一项预防住院的创伤后压力症患者发展的改良长期暴露随机试验

摘要

创伤后需要住院治疗的人患创伤后压力症(PTSD)的风险增加;然而, 在这一人群中, 很少有早期行为干预措施能有效预防创伤后压力症。这项初步研究的目的是评估改良长期暴露疗法(mPE)预防DSM-5单次创伤后住院患者的PTSD和抑郁症状的可行性和有效性。如果住院病人的创伤后压力症风险筛查结果为阳性, 则符合条件。参与者(N = 74)在平行组设计中被随机分配到接受改良长期暴露疗法(n = 38)或标准护理治疗(SoC;n = 36), 同时在创伤后入院。被随机纳入干预条件的人接受了一次(42.1%)、两次(36.8%)或三次(15.8%)的改良长期暴露的治疗, 主要取决于住院时间。
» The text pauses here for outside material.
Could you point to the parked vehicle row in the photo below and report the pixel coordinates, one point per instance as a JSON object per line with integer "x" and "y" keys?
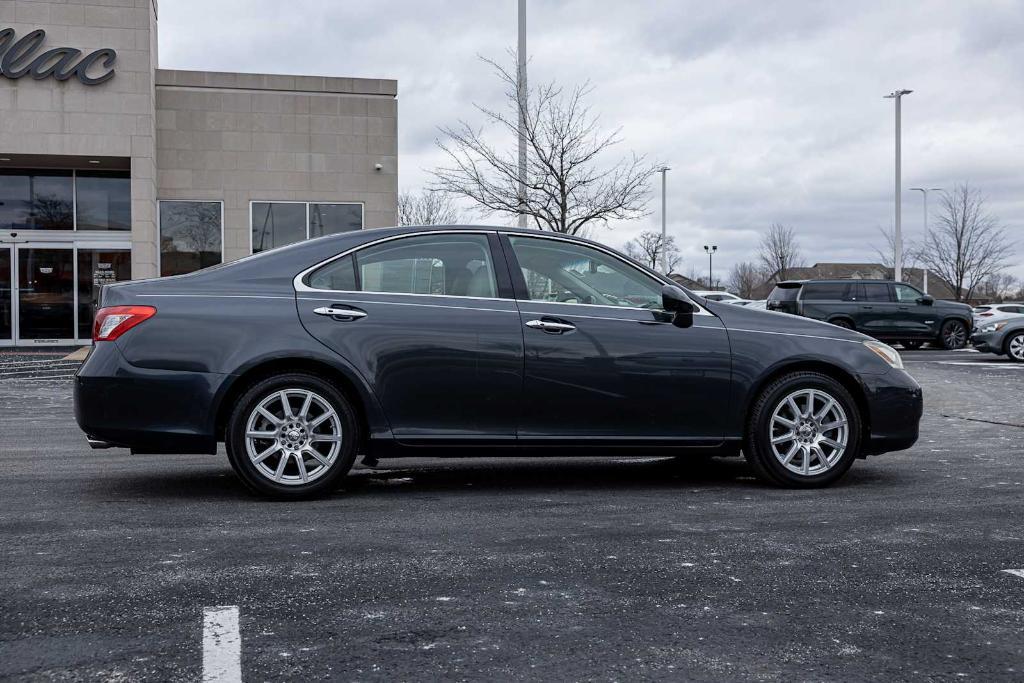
{"x": 453, "y": 341}
{"x": 886, "y": 310}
在创伤后1个月或3个月时, 各组之间在创伤后压力症或抑郁症严重程度方面没有显著差异, 只是在1个月后干预组有更多的创伤后压力症诊断, ϕ = -.326。当我们考虑到基线创伤后压力症状和数据中重复测量的非独立性时, 干预差异不明显。没有不良事件的报告。总的来说, 对于住院的、具有高创伤后压力症风险的创伤幸存者来说, 改良长期暴露疗法并不比SoC更有效。这些结果可能表明, 有必要采取阶梯式护理方法, 即干预方案首先集中于对积极表现出急性压力反应的人进行短暂治疗, 然后对症状没有随着时间的推移而减轻的个体进行广泛治疗。